Mind-controlled robots have long been featured in science fiction, but thanks to new research in brain-computer interfaces (BCIs), they are no longer fiction.
BCIs are enabling thought-controlled external devices. BCIs are communication pathways between the brain and an external device that translate a person’s brain activity into a signal that controls the external device, such as a robot.
Researchers have been working on BCIs for quite some time, and they’ve delivered impressive results. In 2016, Battelle demonstrated the NeuroLife device which used machine learning, a sleeve of electrodes to stimulate selective muscles in the arm, and a chip implanted in the brain to enable a paralyzed man move his own arm. In 2014, researchers from Johns Hopkins Applied Physics Laboratory created mind-controlled robotic prosthetics for a double amputee. In this case, a targeted muscle innervation surgery reassigned nerves that once controlled the patient’s arm and hand, enabling the nerves to control the prosthetic devices.
These breakthroughs have the potential to greatly improve the lives of paralysis patients and amputees. But these systems are specialized for each patient and the procedures are highly-invasive. What both of these amazing feats of engineering and science have in common is that they required the patient to undergo surgery. Every surgery has associated risks and is potentially dangerous to the patient.
Steps are also being taken to reduce the surgical intervention required. Elon Musk’s company, Neuralink, is working on a less-invasive BCI which replaces chips in the brain with “threads”. He shared some of the details behind the proposed system, including a sewing-machine like a robot that would insert the threads into the patient’s brain.
For now, surgery would still be required. According to The New York Times, “The company says surgeons would have to drill holes through the skull to implant the threads. But in the future, they hope to use a laser beam to pierce the skull with a series of tiny holes.”
Non-invasive techniques have been developed, but only provided limited control of the external devices, typically a robot. The systems couldn’t access enough of the brain’s signals to offer reliable operation. Now, researchers from Carnegie Mellon University (CMU) and the University of Minnesota have developed a non-invasive BCI system that smoothly controls a robotic arm in real-time.
According to Design Engineering, “BCIs without brain implants are less complicated and dangerous to install but typically produce sloppier control. The Carnegie Mellon team says the enhanced accuracy and responsiveness of their non-invasive system could hold great promise for paralyzed patients or those with severe motor limitations.”
The team recently published their research in Science Robotics.
In order to achieve smooth operation of the robotic arm, the BCI must be able to reliably read (sense) and decode sufficient neural signals from the patient. The CMU team used electroencephalography (EEG) as a sensing method: The study participants wore a cap that monitored their EEG signals.
For the “brain” side of the BCI equation, they trained 33 able-bodied participants with the system for the study. For the “computer” side, the team utilized machine learning to account for differences in each participants’ skill level.
Decoding the EEG signals was key to the study’s success. The team used electrical source imaging (ESI), a technique that uses the electrical proportions and geometry of each participant’s head. For ESI, the MATLAB-based Brainstorm toolbox (available for download here) used the MRI data from each participant along with the EEG electrode locations to improve the neural decoding. The signal processing was then completed with custom MATLAB scripts.
According to the published study, “Dramatic improvements in offline neural decoding have been observed when using ESI compared with traditional sensor techniques.”
MATLAB was also used for the statistical analysis in the study. And the results were impressive! The team’s unique approach to solving this problem not only enhanced BCI learning by nearly 60%, it also enhanced continuous tracking of the computer cursor by over 500%.

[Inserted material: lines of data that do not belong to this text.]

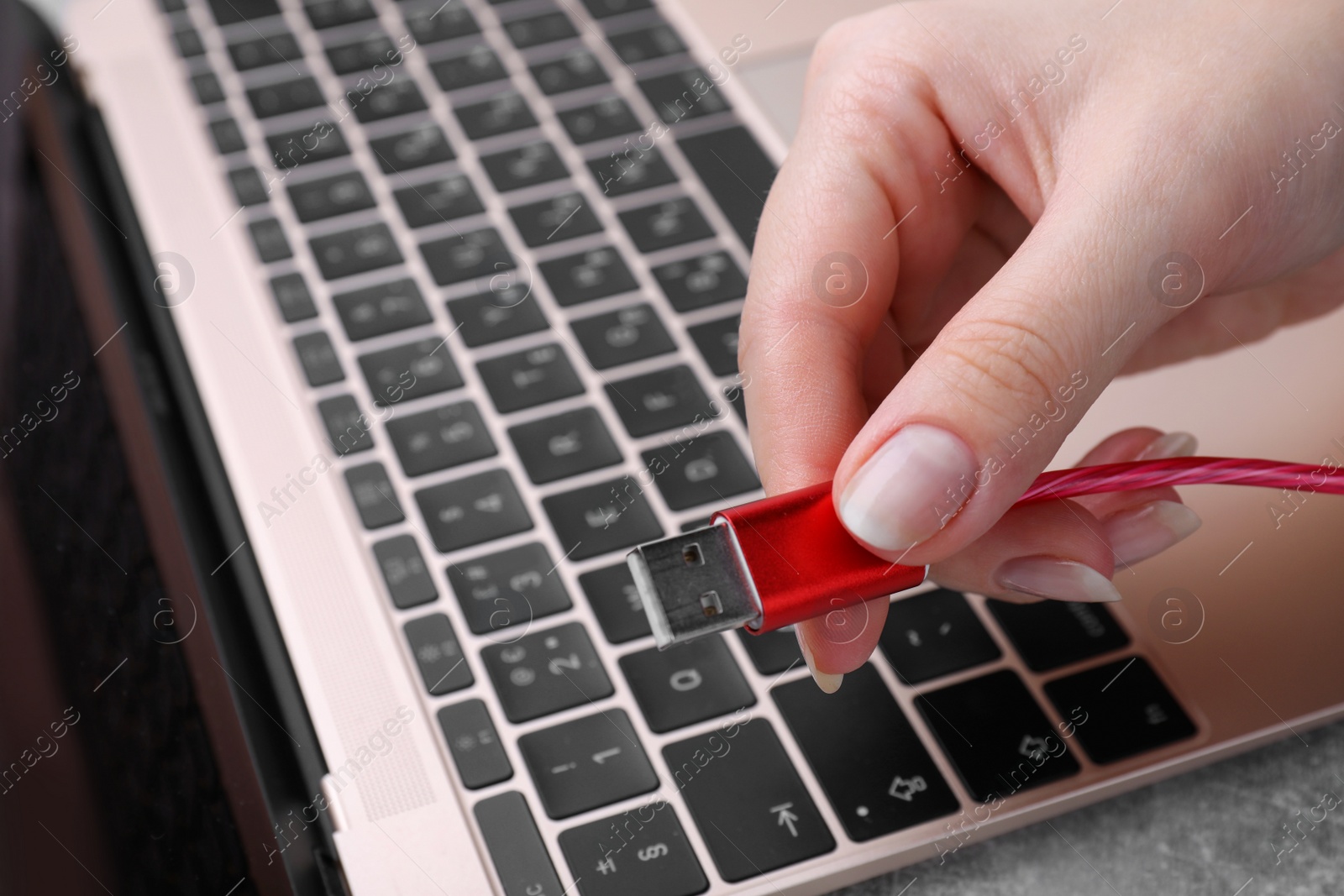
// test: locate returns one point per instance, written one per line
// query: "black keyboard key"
(642, 45)
(718, 343)
(622, 336)
(736, 170)
(269, 239)
(228, 136)
(423, 145)
(934, 634)
(232, 11)
(207, 89)
(374, 49)
(448, 22)
(752, 808)
(286, 97)
(407, 580)
(685, 684)
(496, 316)
(499, 114)
(588, 275)
(304, 145)
(270, 50)
(249, 187)
(683, 96)
(355, 251)
(616, 602)
(564, 445)
(664, 224)
(553, 221)
(318, 358)
(530, 378)
(374, 496)
(328, 13)
(386, 101)
(438, 201)
(772, 652)
(517, 849)
(571, 71)
(474, 510)
(410, 371)
(538, 29)
(479, 66)
(477, 253)
(586, 763)
(701, 470)
(643, 851)
(381, 309)
(660, 401)
(1119, 710)
(475, 745)
(869, 759)
(292, 297)
(508, 589)
(602, 517)
(437, 439)
(631, 170)
(996, 736)
(347, 427)
(602, 120)
(1050, 634)
(438, 654)
(331, 196)
(526, 165)
(544, 672)
(701, 281)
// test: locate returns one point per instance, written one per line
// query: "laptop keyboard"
(519, 324)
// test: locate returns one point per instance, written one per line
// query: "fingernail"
(1047, 577)
(1151, 528)
(827, 681)
(1169, 445)
(909, 490)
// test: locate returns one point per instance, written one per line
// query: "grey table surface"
(1216, 831)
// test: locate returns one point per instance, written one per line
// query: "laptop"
(394, 302)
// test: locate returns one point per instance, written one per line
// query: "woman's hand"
(988, 212)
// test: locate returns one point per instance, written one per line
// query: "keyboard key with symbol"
(696, 282)
(998, 738)
(869, 759)
(508, 589)
(564, 445)
(586, 763)
(746, 799)
(544, 672)
(616, 602)
(622, 336)
(530, 378)
(643, 851)
(476, 747)
(1120, 710)
(1050, 634)
(685, 684)
(588, 275)
(699, 470)
(660, 401)
(474, 510)
(381, 309)
(934, 634)
(438, 654)
(403, 570)
(601, 517)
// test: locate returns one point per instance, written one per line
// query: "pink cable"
(1184, 470)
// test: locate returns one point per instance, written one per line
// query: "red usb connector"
(784, 559)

“Despite technical challenges using noninvasive signals, we are fully committed to bringing this safe and economic technology to people who can benefit from it,” Bin He, lead researcher for this study and head of the Biomedical Engineering Department at Carnegie Mellon, said. “This work represents an important step in noninvasive brain-computer interfaces, a technology that someday may become a pervasive assistive technology aiding everyone, like smartphones.”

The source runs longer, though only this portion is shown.